Once upon a time, many years ago, I wrote a column for PC Pro (UK PC magazine) on “Mobile Computing”. The editor wanted me to write about Windows CE PDAs, which were then and are now extreme crap – and I submitted columns on what worked – which, back then, meant mainly Palm, and I expored mobile phones and laptops, which meant the early Mac OS X machines from Apple. Good stuff, and I was happy to see recently that Stephen Fry validated all my opinions in his blog. I was booted, and replaced by a guy who owned a PDA business, and wanted to write about what made him money – which, incidentally, was exactly contrary to the concept behind the Realworld Computing section in PC Pro (but then my column didn’t fit either, as it wasn’t my primary business, or even a secondary one for me).

Time for an update…

I have stayed away from hand-helds. Frankly, the market niche sucks. Palm sold out to Windows CE, and couldn’t recreate their (bought in) OS; they may (or may not) have held on to their original purity of UI, but didn’t have a platform to sell. Apple laptops, as everyone knows, hold their market – high price, good feature set, great UI, and good overall value. But I’m typing this on an ASUS eee PC (running Linux).

This trip has been an interesting one. I’ve been using an Apple iPod touch for some time, and my wife an iPhone, but this is the first long trip with one. For various reasons we decided not to take a laptop (staying with hand luggage only in both directions was a big part), and took the iPods to give them a good test.

At home, walking to a local cafe with an iPod/iPhone in the pocket is a trivial decision. They work very well for casual email and web browsing, although the iPod Touch shows up the problems of finding WiFi access in the UK; with the iPhone, the 3G data access makes that a non-issue.

The obvious weaknesses are the the small screen size; pinching to zoom every single page gets old, very quickly. Outdated sites that refuse you access because you aren’t running IE are a well-known problem, but less obvious. Lack of copy and paste is a big issue for us, as is the inability to do anything meaningful with Notes documents – I’d at least like to be able to edit them on the machine synched to.

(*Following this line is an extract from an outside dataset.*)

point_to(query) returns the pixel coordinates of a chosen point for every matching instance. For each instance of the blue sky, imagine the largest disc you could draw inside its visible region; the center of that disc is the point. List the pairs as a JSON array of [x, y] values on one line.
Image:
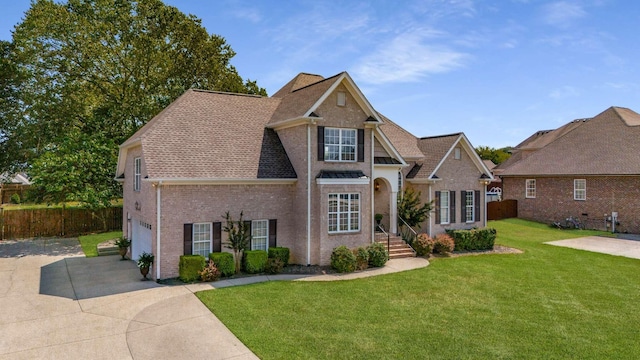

The inconveniences turn out to be big when on a real trip. I wasn’t writing long enough emails back home, which I usually do to act as a form of trip diary for me. In the past, I have done the same with an Apple Powerbook and iWeb, very successfully – but there’s nothing close enough on the iPhone/iPod. Twitter really doesn’t match the requirement, having always a transient feel.

I concidered buying a 13.5″ Powerbook – that would cost approximately $1,000. It would fit the bill very closely, although battery life could become an issue. I have often thought about buying one for travel in the past, but the relatively large overlap with the 17″ Powerbook that I use for training classes and semi-portable development has been off putting. However, the new Linux netbooks are attractive – all the required ports and interfaces, good battery life and inexpensive. A white ASUS eee PC 1000HE (I think the suffix is correct, although it doesn’t mention it anywhere on the box) lasts me for a day mostly sitting in coffee shops, connects effectively to free WiFi (if I can find any), and handles mail/web/chat well – much better than the small screens and quirky software of the iPhones. With data roaming turned off (due to cost) on the iPhone, that kills the one advantage it has. Netbook price? < $300; no addons or upgrades are required. What you are buying is substandard from both the hardware and software point of views, when compared to the Apple offering, but at what saving? By substandard I mean the entire inconsistent Linux UI (that’s right, I wouldn’t consider Windows), and minor details like how hard you have to hit the trackpad button to make a click, and the balance when the screen is tilted back, and a myriad other tiny details that just don’t arise on Apple hardware and software.